Here at HorseTourneys we typically don’t “root” for players to win any of our events. However, we confess to hoping that Paul Kloeker earns a Flo-Cal Faceoff entry sometime during the next five months. Just think of all the added publicity the event will receive if it can be billed as a battle between “Kloeker and The Clocker.”

There were two $10,000 Guaranteed cash tourneys taking place on Sunday. Our regular, “Little Bucks” Sunday game—the one with the $195 entry fee—went to Joseph Calvo.

Calvo (4 winners, 2 places) hit three consecutive victors in tourney races 8-10 at odds of 8-1, 8-1 and 4-1, respectively, to pocket $5,781 out of a total final purse of $11,562.

The $1,150-buy-in Big Bucks game drew just nine entries, which meant the takeout was just 3.4%.

The winner here, though not in a landslide, was John Kennedy. With a final score of just $54.60, he was the only one of the nine to turn a flat-bet profit on the day. For the modest total, Kennedy received the first prize of $7,000. Perhaps we can convince G.T. Nixon to take on Kennedy two weeks from now in the next Big Bucks game. If so, maybe we could hold a pre-tourney debate.

Another featured Sunday cash game was our $1,000 Guaranteed Exacta tourney.

Two players had the critical $200.00-for-a-buck exacta in the 9th at Belmont—but only Gary Withers managed to augment that windfall with additional hits (four of them). As a result, he received the top prize of $1,084 in a contest that closed with a pot of $1,549.
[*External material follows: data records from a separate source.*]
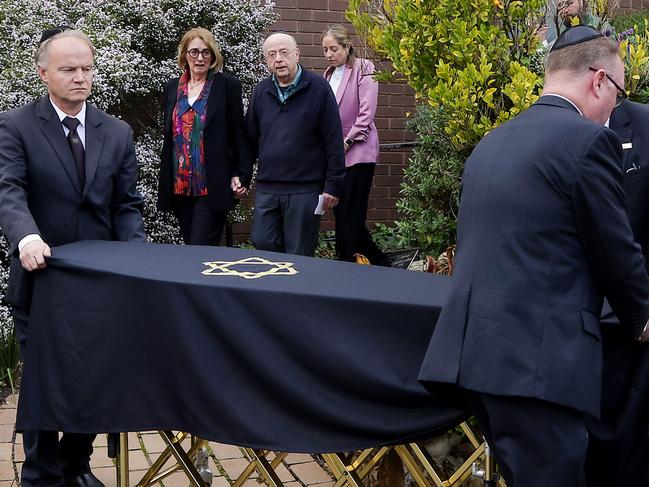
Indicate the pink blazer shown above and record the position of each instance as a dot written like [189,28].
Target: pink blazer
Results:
[357,97]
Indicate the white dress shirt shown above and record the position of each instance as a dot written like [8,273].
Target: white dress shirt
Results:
[81,130]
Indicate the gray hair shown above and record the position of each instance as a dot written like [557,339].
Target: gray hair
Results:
[42,52]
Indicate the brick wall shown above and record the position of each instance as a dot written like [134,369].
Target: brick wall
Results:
[305,20]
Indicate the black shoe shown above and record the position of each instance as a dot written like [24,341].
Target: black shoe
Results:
[85,479]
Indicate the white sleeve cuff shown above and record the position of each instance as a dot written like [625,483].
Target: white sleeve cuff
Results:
[28,238]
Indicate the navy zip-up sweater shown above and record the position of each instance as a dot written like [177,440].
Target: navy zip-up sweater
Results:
[298,143]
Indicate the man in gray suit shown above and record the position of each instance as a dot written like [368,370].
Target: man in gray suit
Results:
[67,172]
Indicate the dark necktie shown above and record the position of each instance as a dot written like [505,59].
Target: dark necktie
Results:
[77,147]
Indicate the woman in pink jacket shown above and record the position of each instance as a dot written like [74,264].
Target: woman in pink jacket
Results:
[357,93]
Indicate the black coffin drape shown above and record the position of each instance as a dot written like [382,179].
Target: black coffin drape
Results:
[133,337]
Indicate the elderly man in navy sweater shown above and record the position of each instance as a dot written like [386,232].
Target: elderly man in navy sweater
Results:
[295,132]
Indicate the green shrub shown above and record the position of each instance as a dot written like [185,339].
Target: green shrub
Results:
[468,56]
[431,186]
[624,22]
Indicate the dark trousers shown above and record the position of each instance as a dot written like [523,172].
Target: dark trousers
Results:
[286,223]
[352,236]
[534,442]
[47,459]
[200,224]
[618,452]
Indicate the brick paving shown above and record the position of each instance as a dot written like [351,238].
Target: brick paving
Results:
[225,461]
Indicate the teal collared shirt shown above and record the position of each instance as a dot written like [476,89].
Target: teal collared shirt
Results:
[283,95]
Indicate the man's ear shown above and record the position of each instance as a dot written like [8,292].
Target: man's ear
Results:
[42,74]
[598,80]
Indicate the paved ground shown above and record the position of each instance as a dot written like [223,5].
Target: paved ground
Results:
[226,462]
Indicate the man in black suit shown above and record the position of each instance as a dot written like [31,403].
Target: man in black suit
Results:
[618,451]
[55,191]
[542,237]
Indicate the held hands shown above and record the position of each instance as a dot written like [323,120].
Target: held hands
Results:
[644,336]
[237,188]
[329,201]
[32,255]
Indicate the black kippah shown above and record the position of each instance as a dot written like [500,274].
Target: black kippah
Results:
[52,32]
[576,35]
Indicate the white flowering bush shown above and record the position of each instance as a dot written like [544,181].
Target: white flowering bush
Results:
[136,42]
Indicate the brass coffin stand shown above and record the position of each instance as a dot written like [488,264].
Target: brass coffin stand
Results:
[347,474]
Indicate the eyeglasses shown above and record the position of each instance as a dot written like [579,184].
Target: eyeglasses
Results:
[193,53]
[282,53]
[621,94]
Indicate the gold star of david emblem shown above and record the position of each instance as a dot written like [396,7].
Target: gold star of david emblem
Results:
[226,268]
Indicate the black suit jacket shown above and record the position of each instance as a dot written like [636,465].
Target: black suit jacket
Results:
[225,146]
[40,191]
[542,236]
[630,121]
[619,441]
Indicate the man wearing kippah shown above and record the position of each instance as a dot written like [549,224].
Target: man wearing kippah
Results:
[67,172]
[618,450]
[542,237]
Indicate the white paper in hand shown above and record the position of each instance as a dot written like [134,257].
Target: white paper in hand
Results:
[319,210]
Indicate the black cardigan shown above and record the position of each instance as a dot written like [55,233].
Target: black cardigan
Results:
[226,152]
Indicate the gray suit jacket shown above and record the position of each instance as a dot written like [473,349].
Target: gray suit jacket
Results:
[40,191]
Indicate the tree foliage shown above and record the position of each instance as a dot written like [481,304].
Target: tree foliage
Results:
[468,56]
[474,64]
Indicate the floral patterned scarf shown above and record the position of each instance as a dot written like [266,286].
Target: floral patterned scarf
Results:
[187,131]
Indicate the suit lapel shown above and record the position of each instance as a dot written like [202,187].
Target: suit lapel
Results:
[621,124]
[215,97]
[53,131]
[343,84]
[94,143]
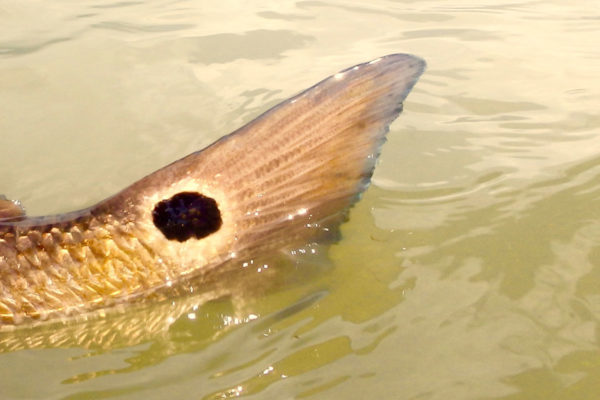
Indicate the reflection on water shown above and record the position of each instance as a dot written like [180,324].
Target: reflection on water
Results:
[469,270]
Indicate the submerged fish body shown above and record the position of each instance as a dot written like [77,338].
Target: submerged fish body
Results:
[278,181]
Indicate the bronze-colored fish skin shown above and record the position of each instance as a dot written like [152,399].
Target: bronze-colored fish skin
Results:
[281,179]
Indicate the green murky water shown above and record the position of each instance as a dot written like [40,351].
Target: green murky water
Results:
[470,269]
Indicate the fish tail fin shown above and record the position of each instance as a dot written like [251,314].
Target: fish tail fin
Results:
[314,154]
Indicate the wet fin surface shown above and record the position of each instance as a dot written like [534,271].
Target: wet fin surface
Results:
[10,210]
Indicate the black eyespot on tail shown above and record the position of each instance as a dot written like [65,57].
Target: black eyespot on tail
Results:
[187,215]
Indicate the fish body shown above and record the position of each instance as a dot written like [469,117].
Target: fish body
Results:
[280,180]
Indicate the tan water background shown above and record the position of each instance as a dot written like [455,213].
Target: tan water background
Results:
[469,270]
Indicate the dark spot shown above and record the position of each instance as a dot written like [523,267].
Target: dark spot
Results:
[187,215]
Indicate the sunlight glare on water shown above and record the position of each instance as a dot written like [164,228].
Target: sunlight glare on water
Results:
[469,270]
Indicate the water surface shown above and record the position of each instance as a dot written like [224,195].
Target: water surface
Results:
[470,269]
Craig Hall hit the first two races at nice prices to win our $8 Pick 6 Jackpot tourney, but he could only add place collections thereafter.

Since no one got all six races right, next week’s Jackpot will be $3,028.

Next weekend will be the last weekend of qualifying for the Keeneland NHC/BCBC Challenge (Oct. 13), and so we’re getting lots of signups now for Keeneland play-ins. For Sunday’s Low Ratio, entry-only game, we had enough entries to pay off three winners.

Congratulations to Steve Arrison (3 wins, 3 places), Jim Staub (2 wins, 2 places) and Lawrence Kahlden—each of whom earned $3,000 entries to the popular, Jim Goodman-run competition.

The lower entry fee certainly played a role but the Orleans Fall Classic entry-only qualifier on Sunday actually did Keeneland one better—it had four winners.

John Vogel’s total of $89.00 led the way. It was built on three firsts and three seconds. Vogel will be joined at The Orleans by Ben Clayton, John Gamane and Muggsy Kreiser (as long as Kreiser still has some vacation days left).

You never need vacation days to play online here at HorseTourneys. (You just need a quick trigger finger to toggle over to a different screen should the boss walk by.) A bunch of you won last weekend, which is a nice thing. And we say “Thank you” to everyone who played.

Next week’s schedule promises to be even more exciting thanks to the presence of a special $40,000 Guaranteed Road to the Cup cash tourney on Saturday with Keeneland, Belmont and Santa Anita all figuring to have prominent roles in the outcome. We hope to see you there.